Monday, March 2, 2009

The Ego and the Id - The Second Empire

As the internet melts into its next permutation of "instant blogging", I am predicting that, unless places like Myspace update their mission statements and adapt to this new concept of dynamic internet, they will inevitably falter.

Let's put a contemporary perspective on this. America (I am limiting myself to the scope of America to be safe, but I'm sure this is happening elsewhere) has become more and more sensitized to the idea of Moore's Law, the idea that the number of transistors (and therein technological power) doubles every two years. This is an exponential increase in our tech world, but more importantly, this is a concept that, in my opinion, works in the mind of culture as well.

Lately, Twitter has been all the rage, and with the reason that Facebook was so popular when it first came out: Twitter took the best of the old, refined it, and broke away from the excesses of Myspace et al. From the projected direction these type of websites are taking, we are approaching what I called earlier as the "dynamic internet".

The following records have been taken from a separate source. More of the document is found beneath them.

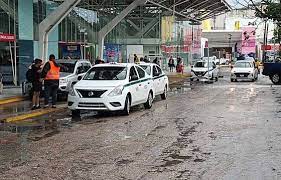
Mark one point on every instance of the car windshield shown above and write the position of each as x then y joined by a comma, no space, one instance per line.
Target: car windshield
202,64
106,73
147,69
243,65
67,67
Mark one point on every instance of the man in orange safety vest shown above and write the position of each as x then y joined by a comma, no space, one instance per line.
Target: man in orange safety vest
51,76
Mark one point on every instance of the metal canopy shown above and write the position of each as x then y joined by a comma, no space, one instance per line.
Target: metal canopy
192,10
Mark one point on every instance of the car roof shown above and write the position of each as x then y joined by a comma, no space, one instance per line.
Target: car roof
115,65
244,61
71,61
146,64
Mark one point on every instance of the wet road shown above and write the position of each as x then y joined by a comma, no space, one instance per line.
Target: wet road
211,131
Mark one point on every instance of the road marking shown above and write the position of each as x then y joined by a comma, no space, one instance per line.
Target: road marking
31,115
11,100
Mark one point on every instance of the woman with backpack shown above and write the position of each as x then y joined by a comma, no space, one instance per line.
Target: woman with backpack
36,83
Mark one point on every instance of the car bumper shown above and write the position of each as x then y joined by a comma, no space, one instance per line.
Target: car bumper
98,104
205,77
242,78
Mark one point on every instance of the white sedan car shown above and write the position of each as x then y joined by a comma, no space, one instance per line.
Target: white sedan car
112,87
244,69
160,80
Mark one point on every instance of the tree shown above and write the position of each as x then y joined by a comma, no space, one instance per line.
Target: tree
271,10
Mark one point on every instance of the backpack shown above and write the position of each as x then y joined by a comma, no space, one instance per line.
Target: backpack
29,75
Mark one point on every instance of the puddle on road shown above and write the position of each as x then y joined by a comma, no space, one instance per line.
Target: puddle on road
180,88
16,137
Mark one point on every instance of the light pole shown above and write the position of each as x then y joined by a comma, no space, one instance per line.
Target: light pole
229,41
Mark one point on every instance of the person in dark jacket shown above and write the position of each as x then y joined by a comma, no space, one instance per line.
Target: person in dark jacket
51,75
36,83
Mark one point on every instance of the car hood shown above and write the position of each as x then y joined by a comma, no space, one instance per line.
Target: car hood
92,84
200,69
242,70
64,74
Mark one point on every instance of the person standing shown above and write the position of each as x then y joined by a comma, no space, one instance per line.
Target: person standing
36,83
171,64
146,59
110,59
1,83
136,59
51,75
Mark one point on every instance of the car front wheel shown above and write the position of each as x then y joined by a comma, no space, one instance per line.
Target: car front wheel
149,101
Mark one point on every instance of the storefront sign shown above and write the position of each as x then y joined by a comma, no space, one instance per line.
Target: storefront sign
248,40
7,37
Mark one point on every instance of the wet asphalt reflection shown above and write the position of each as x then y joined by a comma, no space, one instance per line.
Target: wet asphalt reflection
216,130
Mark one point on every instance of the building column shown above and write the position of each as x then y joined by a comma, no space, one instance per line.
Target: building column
25,43
107,28
51,22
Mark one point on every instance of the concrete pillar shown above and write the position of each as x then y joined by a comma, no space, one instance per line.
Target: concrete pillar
107,28
25,32
50,22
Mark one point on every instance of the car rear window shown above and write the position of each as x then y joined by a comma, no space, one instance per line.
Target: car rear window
106,73
68,67
243,65
147,69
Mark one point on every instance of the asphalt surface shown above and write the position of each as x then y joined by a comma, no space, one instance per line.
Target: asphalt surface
221,130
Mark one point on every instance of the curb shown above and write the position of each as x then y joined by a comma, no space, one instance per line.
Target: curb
12,100
31,114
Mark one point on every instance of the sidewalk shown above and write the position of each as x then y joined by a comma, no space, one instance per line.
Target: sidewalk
11,94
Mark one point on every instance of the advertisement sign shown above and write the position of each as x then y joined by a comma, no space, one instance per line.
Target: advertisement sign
7,38
112,51
72,51
248,40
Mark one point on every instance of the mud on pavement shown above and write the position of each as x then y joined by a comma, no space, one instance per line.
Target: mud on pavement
210,131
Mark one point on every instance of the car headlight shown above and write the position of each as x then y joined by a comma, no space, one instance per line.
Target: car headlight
63,81
117,91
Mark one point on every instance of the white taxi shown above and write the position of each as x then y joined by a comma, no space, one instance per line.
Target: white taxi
160,80
244,70
112,87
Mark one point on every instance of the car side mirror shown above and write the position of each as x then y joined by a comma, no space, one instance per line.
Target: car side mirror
134,78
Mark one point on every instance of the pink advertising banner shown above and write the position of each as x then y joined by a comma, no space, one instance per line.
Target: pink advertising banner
248,40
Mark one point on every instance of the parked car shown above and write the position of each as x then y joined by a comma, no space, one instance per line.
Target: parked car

A perfect analogy comes to mind of the website being a synapse, which will have synapses around which will fire, and you will inevitably gain a tiny, vague glimpse at the entire internet at each page view. When we connect the internet to our minds, which will inevitably happen somewhere in the future, we could develop a complete and absolute proxy-hive mentality. The internet has laid down the architecture for it, and as we approach the crux of the second empire of the internet, and "Web 3.0" looms on the horizon, the possibilities and implications are both frightening and astounding.